Have you ever looked at a Beyblade? They are neat spinning tops based on a television show that are meant to destroy other tops. Some of them are made from metal bits that can absolutely shred other Beyblades.
The science behind them is incredible. The durable rip cords, the physical shape of the bowl-shaped arenas we built for them, and the deadly, reverse spinning, Beyblades that always win.
Stylistically, each has it’s own unique colours and picture of a fun creature on a little chip on top meant to be used as a hostage if your Beyblade loses the fight. They are an outlet for artists and dye-presses. They can even be a slight bit dangerous when metal chunks fly off the outside during the recess tournament and then start rusting in your eye.
When our grandparents were children spinning wooden tops on dirt roads and eating hearty dinners after a long day on the farm, the dream of a Beyblade was as futuristic for them as flying cars are now.

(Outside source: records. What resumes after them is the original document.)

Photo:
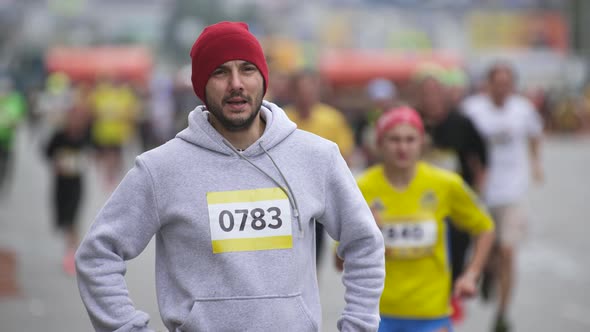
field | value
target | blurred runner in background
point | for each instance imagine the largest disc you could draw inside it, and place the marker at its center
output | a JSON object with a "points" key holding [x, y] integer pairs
{"points": [[512, 129], [382, 95], [323, 120], [115, 108], [65, 152], [12, 112], [453, 144], [411, 201]]}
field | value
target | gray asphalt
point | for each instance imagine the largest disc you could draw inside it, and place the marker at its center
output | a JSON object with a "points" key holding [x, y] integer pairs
{"points": [[553, 286]]}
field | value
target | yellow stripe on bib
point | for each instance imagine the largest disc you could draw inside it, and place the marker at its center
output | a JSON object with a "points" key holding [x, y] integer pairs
{"points": [[263, 194], [253, 244]]}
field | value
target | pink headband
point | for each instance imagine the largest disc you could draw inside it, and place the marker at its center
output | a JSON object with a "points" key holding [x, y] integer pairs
{"points": [[398, 115]]}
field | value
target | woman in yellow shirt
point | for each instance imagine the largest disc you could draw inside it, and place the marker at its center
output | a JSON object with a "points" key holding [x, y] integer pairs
{"points": [[411, 201]]}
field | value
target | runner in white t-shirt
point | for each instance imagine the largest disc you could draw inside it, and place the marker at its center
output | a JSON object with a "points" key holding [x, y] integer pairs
{"points": [[512, 129]]}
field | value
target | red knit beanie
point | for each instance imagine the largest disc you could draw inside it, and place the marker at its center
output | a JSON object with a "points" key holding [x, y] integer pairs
{"points": [[222, 42], [395, 116]]}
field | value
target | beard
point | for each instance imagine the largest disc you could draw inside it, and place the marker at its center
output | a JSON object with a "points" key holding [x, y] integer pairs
{"points": [[238, 124]]}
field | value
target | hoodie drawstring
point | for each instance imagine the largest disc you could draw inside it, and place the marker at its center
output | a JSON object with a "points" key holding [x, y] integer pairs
{"points": [[287, 190]]}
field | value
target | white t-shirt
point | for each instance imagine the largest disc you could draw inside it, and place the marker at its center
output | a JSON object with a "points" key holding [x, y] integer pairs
{"points": [[507, 131]]}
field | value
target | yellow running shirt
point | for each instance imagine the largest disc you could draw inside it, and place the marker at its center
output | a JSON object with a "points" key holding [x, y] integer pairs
{"points": [[417, 270], [326, 122]]}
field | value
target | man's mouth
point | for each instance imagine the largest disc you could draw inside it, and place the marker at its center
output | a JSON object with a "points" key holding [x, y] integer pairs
{"points": [[236, 101]]}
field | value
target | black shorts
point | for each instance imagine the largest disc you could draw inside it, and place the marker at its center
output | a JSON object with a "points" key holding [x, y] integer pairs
{"points": [[67, 195]]}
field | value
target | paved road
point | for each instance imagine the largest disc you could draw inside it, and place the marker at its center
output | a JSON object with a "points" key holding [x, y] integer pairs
{"points": [[553, 286]]}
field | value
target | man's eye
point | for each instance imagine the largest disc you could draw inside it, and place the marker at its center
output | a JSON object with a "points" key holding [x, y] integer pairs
{"points": [[217, 72]]}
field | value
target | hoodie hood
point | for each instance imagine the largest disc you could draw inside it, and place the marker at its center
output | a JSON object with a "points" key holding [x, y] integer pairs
{"points": [[201, 133]]}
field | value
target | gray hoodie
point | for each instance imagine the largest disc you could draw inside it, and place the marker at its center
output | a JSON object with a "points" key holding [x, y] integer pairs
{"points": [[235, 247]]}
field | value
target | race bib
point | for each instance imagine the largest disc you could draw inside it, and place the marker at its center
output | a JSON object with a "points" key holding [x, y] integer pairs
{"points": [[249, 220], [410, 239]]}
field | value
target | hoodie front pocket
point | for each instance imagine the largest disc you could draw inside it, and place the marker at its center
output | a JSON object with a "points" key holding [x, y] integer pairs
{"points": [[254, 314]]}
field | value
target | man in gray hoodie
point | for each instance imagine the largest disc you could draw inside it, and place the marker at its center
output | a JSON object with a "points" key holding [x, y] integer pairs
{"points": [[233, 201]]}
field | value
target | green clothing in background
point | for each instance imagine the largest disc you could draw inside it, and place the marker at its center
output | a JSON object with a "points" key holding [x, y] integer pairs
{"points": [[12, 111]]}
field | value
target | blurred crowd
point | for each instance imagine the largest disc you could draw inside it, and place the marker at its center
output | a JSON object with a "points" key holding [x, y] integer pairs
{"points": [[117, 112]]}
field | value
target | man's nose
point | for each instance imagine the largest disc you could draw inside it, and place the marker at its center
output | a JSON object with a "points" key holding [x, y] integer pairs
{"points": [[236, 82]]}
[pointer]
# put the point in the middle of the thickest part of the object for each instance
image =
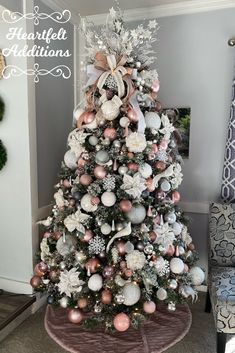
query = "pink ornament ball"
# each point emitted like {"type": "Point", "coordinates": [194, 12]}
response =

Today, we have these tops we have weaponized for sport, whirling dervishes that clash at our whim. So maybe – just maybe – someday soon, we’ll see our neighbour walk down the driveway, get into their car, hit the hydro-lift engine-starter, and take off into the smoggy-grey sky of our fast-approaching dystopian world.
We might not have that yet, but at least we have Beyblades, and that’s something.